Akira acquisisce un fascino maligno e diventa il corteggiatissimo bad boy della scuola ma non smetterà di fare ricerche assieme a Ryo per difendere la sua città dalle creature infernali.
Sarebbe bello se la trama, così come fu la serie animata degli anni ’70, si riducesse semplicemente a una costante lotta fra Devilman e le forze del Male, ma d’altra parte, se così fosse, non potremmo saggiare tutta la profondità e la crudele bellezza dell’opera originaria di Nagai.
Dopo i primi cinque episodi della serie la situazione comincia a degenerare – lo spettatore comprenderà quanto l’espressione “Mai-una-gioia!” sia inflazionata – sino al tragico finale in cui il tipico pessimismo della cultura giapponese del secondo dopoguerra, periodo in cui nacque e crebbe l’autore, raggiunge il suo apice.
Sia il manga che l’adattamento Netflix lasciano il pubblico con grandi interrogativi sulla natura del Male: com’è possibile che un essere mezzo demone abbia più cuore di alcuni esseri umani? Sono i mostri che possiedono gli umani o gli umani lasciano loro una via di accesso scegliendo volutamente la strada cattiva? Perché delle brave persone devono soffrire così tanto? Le Forze del Bene dove sono?

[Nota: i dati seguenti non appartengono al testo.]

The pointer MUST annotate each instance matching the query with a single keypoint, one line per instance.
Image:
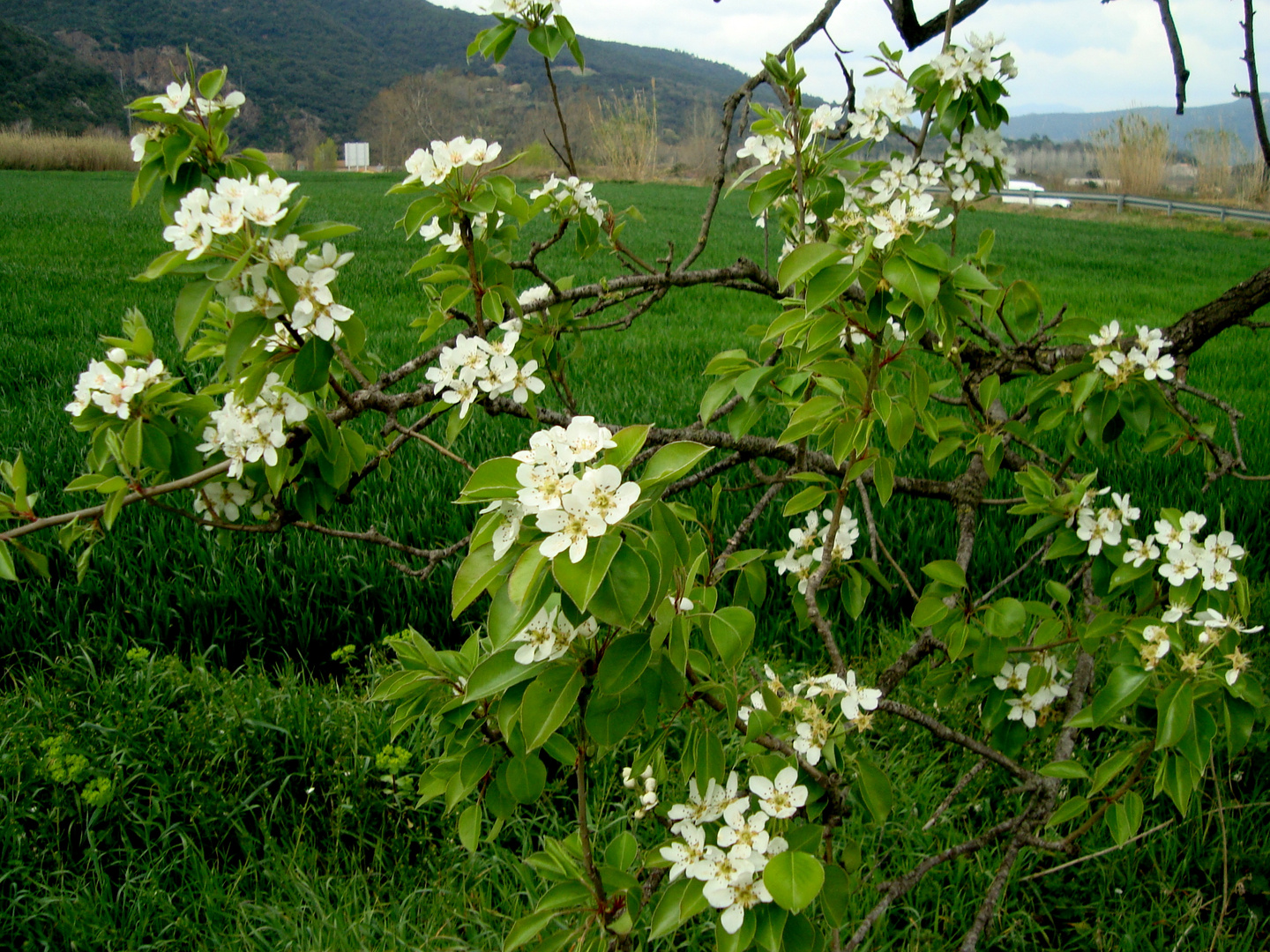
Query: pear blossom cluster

La cupezza delle atmosfere del manga è acuita da alcuni elementi negativi della società contemporanea quali l’uso eccessivo di droga, social network, smartphone e pornografia; gli adattatori dell’anime hanno fatto un eccellente lavoro adattando le nevrosi della gioventù d’oggi con i caratteri originari dei protagonisti, cosicché essi appaiano più attuali che mai.
Akira è una sorta di Superman violento e ipersessualizzato che ripulisce le strade da loschi approfittatori e demoni le cui caratteristiche peculiari ricordano molto quelle dei malviventi di cui leggiamo tutti i giorni nei quotidiani.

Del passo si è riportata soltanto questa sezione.